Day 6: Laundry and Melaya

Today was another wonderful day. I had the morning off from classes which allowed me to sleep in. 

We walked back to the ballroom ton purchase dvds of our performance. We spoke as best as we could to the videographer who was excited to share he was the primary videographer for the Reda troupe. Reda troupe is one of the national folkloric troupes of Egypt. It’s a big deal. I would love nothing more than to see them perform. It would be like going to see the Russian ballet in Russia. But our new friend was happy to show us short snippets of his film of Reda troupe. We explained to him how special his job was to preserve this most important cultural work. I would have gladly traded my film of me for theirs. More than anything on this trip I’ve learned to always talk to people about their lives and work. It has entirely shaped mine and Melissa’s experience. I doubt many other dancers were given a glimpse into this man’s amazing work and life. It was and honor.

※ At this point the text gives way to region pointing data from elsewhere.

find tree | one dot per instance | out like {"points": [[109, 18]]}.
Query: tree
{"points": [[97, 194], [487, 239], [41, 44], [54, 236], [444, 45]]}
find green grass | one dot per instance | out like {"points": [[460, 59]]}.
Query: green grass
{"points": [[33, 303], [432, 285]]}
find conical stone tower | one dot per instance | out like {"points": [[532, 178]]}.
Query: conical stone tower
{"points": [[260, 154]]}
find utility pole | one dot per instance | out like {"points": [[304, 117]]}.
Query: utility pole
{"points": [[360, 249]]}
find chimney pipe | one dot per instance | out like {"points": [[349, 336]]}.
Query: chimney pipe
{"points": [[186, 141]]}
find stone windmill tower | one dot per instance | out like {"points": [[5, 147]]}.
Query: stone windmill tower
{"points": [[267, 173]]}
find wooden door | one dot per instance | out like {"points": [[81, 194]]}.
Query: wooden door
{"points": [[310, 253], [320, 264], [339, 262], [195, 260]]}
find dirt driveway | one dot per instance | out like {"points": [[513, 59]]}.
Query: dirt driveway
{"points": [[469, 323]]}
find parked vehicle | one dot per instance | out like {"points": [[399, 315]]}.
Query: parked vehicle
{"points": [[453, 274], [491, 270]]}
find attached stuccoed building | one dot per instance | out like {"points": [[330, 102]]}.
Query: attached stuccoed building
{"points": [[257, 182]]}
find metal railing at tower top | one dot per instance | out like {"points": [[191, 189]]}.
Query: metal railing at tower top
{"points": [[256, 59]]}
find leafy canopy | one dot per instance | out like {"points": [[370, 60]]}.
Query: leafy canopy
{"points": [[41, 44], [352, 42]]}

I spent the afternoon handwashing all of my clothing in the sink. I brought soap and a sink stopper, and purchased a stetchy portable line that is braided so you can weave corners of the garments in the braid preventing the need for clips. Normally I wouldn’t have done laundry on vacation, but we have a whole week in Canada of more dancing after this trip.


I’m sure my washing skills are quite sad compared to women back in the day, but I can see why and how strong they were. My arms are still aching, but the smell of clean laundry is worth it. I also realized I brought entirely too much clothing, because I wasn’t sure what to expect or wear. Next time I’d pack more neutral clothes and a few bright accents, solid black yoga pants than can be worn a few times before washing or maybe only three pairs so I can wash two while wearing the last one. Then I’d never have quite so much laundry to do in one sitting. There are a few things I haven’t worn yet, and now all the clothes are clean. Further proof I could have left with less stuff and had more room for souvenirs. 

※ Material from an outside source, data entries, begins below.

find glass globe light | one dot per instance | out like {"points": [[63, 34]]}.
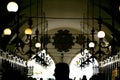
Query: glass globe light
{"points": [[37, 45], [101, 34], [28, 31], [91, 45], [12, 7], [7, 31]]}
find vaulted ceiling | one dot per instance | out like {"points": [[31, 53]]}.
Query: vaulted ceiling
{"points": [[72, 17]]}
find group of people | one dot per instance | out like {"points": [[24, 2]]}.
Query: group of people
{"points": [[62, 73]]}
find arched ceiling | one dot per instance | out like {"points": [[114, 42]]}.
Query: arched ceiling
{"points": [[73, 15]]}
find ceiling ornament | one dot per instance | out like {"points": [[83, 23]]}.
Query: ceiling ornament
{"points": [[63, 40]]}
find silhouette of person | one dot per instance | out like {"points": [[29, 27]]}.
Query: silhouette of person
{"points": [[84, 77], [61, 71]]}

This afternoon Melissa and I took a 3 hour melaya class with Ahmed Fakry. He kicked our butts with technique and choreography. I needed this so much. I needed to be drilled and corrected. It’s hard to set aside class time in Phoenix and there isn’t anyone who specializes in folkloric. I’ve wanted to learn melaya for years. I had a fantastic time and Ahmed is a wonderful teacher. He breaks down movement and describes musculature. I recommend him for future workshops.

We almost didn’t make it to the other side of this class, but pushing through was worth it. After class we visited two of the vendors because one texted me he had some of the costume making materials we requested. They actually hadn’t arrived yet when we got there, but in typical salesman fashion they convinced me to buy an elegant party galabeya instead. I’d had my eye on one since Las Vegas last fall, but the $450 price tag was unreal. But “for a good friend” I snagged one for the sumly price of $50. Buying things here in Egypt where they are made is another worth of possibility for me.

We headed happily back to our room, still tired and sweaty from melaya class. Melissa and I have been making rice and beans in our crockpot she added in black beans and sausage slices tonight for a hotel – room jumbalaya. Wine and chocolate finished it all off nicely. Another successful day has come to a close.